Disclosure: I am part of the Stonyfield Yo-Getters. I received coupons for Greek yogurt, but all opinions are my own!
I have some news!! I’m going to be in an upcoming issue of All
You Magazine! SO excited/nervous. You would think I would be sharing money saving tips, but it's actually something very different! More details soon, but basically I’ve been
testing a fitness app for the last month.
I have really been focusing on being more active after that loooong winter
and it’s making me feel great!
Although I am trying to lose weight, I refuse to say that I’m
on a diet. I am ready to make lifelong
changes! One of my top priorities is
getting enough healthy food, especially protein. Before I just assumed protein was coming from
meat and occasionally beans…now I make sure to fill up each plate with
protein! Bob Harper says that you should
get half of your body weight in
grams of protein (ex: if you weigh 160, you need 80 grams of protein a
day). While that may seem like a lot, it’s
actually quite easy! The main purpose of
protein is to keep you full longer.
My go-to (and tastiest!) form of filling protein is
Stonyfield Greek yogurt. I have the bad habit of standing at the counter to eat
during the day and yogurt is a quick way to fill up! Favorite flavors: Superfruit, Black Cherry
with 1 teaspoon of mini chips or the blueberry!
Many people think they don’t like Greek yogurt, but when they try the
smooth Stonyfield variety they are hooked. (*cough* Ricky!)

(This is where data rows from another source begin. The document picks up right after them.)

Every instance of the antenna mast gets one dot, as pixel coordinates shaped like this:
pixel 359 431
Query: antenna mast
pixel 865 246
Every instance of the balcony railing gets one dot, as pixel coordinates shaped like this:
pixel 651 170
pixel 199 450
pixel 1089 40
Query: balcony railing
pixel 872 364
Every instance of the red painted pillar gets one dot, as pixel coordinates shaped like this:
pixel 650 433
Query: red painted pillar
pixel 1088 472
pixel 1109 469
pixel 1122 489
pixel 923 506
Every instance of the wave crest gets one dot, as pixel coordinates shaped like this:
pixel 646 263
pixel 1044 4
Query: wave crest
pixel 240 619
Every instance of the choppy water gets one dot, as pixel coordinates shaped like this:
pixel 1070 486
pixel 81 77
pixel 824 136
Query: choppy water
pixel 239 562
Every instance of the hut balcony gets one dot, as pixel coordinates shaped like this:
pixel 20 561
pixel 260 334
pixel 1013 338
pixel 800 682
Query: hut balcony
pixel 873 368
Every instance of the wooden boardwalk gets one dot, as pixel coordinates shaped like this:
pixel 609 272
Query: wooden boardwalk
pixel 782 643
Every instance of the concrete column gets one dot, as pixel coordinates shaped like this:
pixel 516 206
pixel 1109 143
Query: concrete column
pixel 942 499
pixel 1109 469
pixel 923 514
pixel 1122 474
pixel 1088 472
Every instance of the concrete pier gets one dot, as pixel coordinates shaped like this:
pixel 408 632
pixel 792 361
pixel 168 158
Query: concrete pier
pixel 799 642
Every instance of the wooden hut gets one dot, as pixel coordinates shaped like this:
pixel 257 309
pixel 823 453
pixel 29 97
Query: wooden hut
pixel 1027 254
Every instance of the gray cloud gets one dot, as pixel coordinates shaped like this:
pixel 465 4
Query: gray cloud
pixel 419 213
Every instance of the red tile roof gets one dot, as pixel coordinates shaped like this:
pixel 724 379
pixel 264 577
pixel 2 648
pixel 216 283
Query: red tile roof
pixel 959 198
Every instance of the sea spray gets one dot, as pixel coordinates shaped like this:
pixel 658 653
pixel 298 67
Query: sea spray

I love that they are so flavorful!
This year, Stonyfield is the official yogurt of the Boston
Marathon! Good luck to everyone today!
Aside from snacks in cups, I buy a big tub of plain Stonyfield Greek yogurt for
cooking. I add it instead of sour cream
or mayo to many recipes. My new favorite
lunch is a can of tuna, mixed with a bit of mustard, plain Greek yogurt and a hard-boiled egg on a bagel thin. SO filling!! On the side, if I’m not having a cup of yogurt, I have cottage cheese with a drizzle of honey. That meal alone gets me almost half of my
protein quota for the day!
Here are some other great (non meat!) sources of protein:
- Liquid
Egg whites. For only 25 calories you
get 5 grams!
- Low Fat
Cottage cheese. 12 grams per ½ cup!
Great toppings: honey, salsa, berries.
- Tuna. 1 can has 28 grams!
- Steel Cut
Oats. 5 grams per serving. Add some
peanut butter and nuts for a great filling breakfast!
- Beans.
Protein varies per bean, ex: black beans have 7 grams per ½ cup. I like to add
them to salads, blend them up for dips. Make
sure to always rinse and seek out low sodium cans.
- Endamame.
17 grams per cup! Roast in the oven, add
to stir fries, make endamole.
The list is endless, but once you start keeping an eye out
for protein, you’ll find some of the sources surprising.
My weight loss journey is FAR from finished, but I feel like I've gotten a great start so far! Maybe one day I'll be completing the Boston Marathon...or at least cheering on Ricky!
What's your go-to source of protein?